(Reuters) – Bank of America Corp on Saturday became the latest financial heavyweight to take aim at gunmakers, saying it would ask clients who make assault rifles how they can help end mass shootings like last week’s massacre at a Florida high school.
Bank of America, the second-biggest U.S. bank by assets, said its request to makers of the military-style weapons was in line with those taken by other financial industry companies to help prevent deadly gun rampages.
“An immediate step we’re taking is to engage the limited number of clients we have that manufacture assault weapons for non-military use to understand what they can contribute to this shared responsibility,” the Charlotte, North Carolina-based bank said in a statement.
It did not name the clients who make assault rifles.

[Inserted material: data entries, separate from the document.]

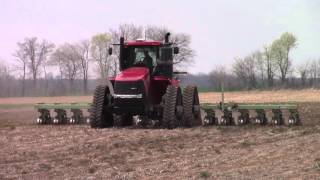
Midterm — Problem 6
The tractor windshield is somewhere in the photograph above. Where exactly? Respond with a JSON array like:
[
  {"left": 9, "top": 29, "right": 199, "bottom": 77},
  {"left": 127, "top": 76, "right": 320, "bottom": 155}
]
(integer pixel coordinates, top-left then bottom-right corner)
[
  {"left": 124, "top": 46, "right": 159, "bottom": 71},
  {"left": 132, "top": 47, "right": 157, "bottom": 66}
]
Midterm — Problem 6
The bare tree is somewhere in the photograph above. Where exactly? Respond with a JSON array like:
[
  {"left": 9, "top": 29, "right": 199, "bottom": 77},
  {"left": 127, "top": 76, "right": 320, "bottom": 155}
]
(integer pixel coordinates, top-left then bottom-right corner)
[
  {"left": 209, "top": 66, "right": 227, "bottom": 90},
  {"left": 13, "top": 47, "right": 28, "bottom": 97},
  {"left": 263, "top": 46, "right": 276, "bottom": 87},
  {"left": 309, "top": 60, "right": 319, "bottom": 87},
  {"left": 17, "top": 37, "right": 54, "bottom": 87},
  {"left": 91, "top": 33, "right": 115, "bottom": 81},
  {"left": 232, "top": 56, "right": 257, "bottom": 89},
  {"left": 0, "top": 61, "right": 14, "bottom": 97},
  {"left": 251, "top": 50, "right": 266, "bottom": 87},
  {"left": 297, "top": 62, "right": 309, "bottom": 87},
  {"left": 50, "top": 43, "right": 81, "bottom": 91},
  {"left": 77, "top": 40, "right": 90, "bottom": 94}
]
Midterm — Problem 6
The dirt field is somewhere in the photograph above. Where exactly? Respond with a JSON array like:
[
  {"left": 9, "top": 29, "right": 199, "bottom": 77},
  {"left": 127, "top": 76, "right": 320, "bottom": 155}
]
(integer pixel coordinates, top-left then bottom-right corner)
[{"left": 0, "top": 90, "right": 320, "bottom": 179}]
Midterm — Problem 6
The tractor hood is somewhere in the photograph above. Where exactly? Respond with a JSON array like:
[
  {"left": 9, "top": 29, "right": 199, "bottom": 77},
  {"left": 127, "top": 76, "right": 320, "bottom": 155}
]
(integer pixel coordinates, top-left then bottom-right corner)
[{"left": 115, "top": 67, "right": 149, "bottom": 81}]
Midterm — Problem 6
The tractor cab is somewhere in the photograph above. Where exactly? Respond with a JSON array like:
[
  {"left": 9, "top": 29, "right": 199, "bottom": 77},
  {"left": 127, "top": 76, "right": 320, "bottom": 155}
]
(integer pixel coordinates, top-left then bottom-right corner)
[
  {"left": 109, "top": 33, "right": 179, "bottom": 78},
  {"left": 90, "top": 33, "right": 200, "bottom": 128}
]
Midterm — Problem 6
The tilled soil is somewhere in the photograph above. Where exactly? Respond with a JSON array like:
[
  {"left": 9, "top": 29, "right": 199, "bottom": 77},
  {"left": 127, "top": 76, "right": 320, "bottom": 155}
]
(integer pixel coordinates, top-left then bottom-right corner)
[
  {"left": 0, "top": 92, "right": 320, "bottom": 179},
  {"left": 0, "top": 125, "right": 320, "bottom": 179}
]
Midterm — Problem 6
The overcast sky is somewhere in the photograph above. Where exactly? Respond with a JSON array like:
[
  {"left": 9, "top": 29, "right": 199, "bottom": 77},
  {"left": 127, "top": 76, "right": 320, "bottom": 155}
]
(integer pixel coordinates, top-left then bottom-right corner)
[{"left": 0, "top": 0, "right": 320, "bottom": 73}]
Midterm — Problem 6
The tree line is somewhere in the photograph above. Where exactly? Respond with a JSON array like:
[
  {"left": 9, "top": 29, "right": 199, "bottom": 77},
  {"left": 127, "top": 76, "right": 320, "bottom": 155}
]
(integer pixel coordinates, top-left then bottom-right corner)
[
  {"left": 0, "top": 29, "right": 320, "bottom": 96},
  {"left": 0, "top": 24, "right": 195, "bottom": 96},
  {"left": 202, "top": 32, "right": 320, "bottom": 90}
]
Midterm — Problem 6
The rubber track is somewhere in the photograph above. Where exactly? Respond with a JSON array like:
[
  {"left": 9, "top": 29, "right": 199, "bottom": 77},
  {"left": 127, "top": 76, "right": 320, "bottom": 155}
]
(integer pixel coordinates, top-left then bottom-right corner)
[
  {"left": 162, "top": 85, "right": 178, "bottom": 129},
  {"left": 183, "top": 86, "right": 202, "bottom": 127}
]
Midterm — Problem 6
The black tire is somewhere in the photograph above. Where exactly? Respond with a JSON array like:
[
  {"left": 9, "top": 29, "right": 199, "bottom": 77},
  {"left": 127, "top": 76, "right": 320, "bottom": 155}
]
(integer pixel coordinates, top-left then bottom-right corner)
[
  {"left": 90, "top": 85, "right": 113, "bottom": 128},
  {"left": 161, "top": 85, "right": 182, "bottom": 129},
  {"left": 183, "top": 86, "right": 202, "bottom": 127}
]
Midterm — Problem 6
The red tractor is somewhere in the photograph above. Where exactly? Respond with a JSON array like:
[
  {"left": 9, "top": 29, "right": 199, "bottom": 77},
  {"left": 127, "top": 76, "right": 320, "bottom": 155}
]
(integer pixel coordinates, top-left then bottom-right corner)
[{"left": 90, "top": 33, "right": 202, "bottom": 129}]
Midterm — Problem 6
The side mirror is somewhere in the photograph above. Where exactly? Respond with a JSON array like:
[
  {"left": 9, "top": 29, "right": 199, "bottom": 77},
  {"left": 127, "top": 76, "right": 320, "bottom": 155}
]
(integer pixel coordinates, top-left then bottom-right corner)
[
  {"left": 173, "top": 47, "right": 179, "bottom": 54},
  {"left": 108, "top": 47, "right": 112, "bottom": 55},
  {"left": 160, "top": 47, "right": 173, "bottom": 62}
]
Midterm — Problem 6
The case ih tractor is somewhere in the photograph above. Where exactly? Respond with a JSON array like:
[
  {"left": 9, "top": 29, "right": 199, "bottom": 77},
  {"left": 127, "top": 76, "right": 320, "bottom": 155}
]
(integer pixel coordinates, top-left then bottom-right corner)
[
  {"left": 35, "top": 33, "right": 300, "bottom": 129},
  {"left": 90, "top": 33, "right": 201, "bottom": 129}
]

The weapons have been widely used in U.S. mass shootings, including the one on Feb. 14 that killed 17 people at Marjory Stoneman Douglas High School in Parkland, Florida.
The Bank of America move came after BlackRock Inc, the world’s biggest asset manager, said on Thursday it would speak with weapons manufacturers and distributors “to understand their response” to the high school massacre.
The First National Bank of Omaha has said it will not renew a contract with the National Rifle Association to issue a NRA-branded Visa card. The lender was among several corporate partners that have cut marketing ties with the powerful gun lobby in recent days.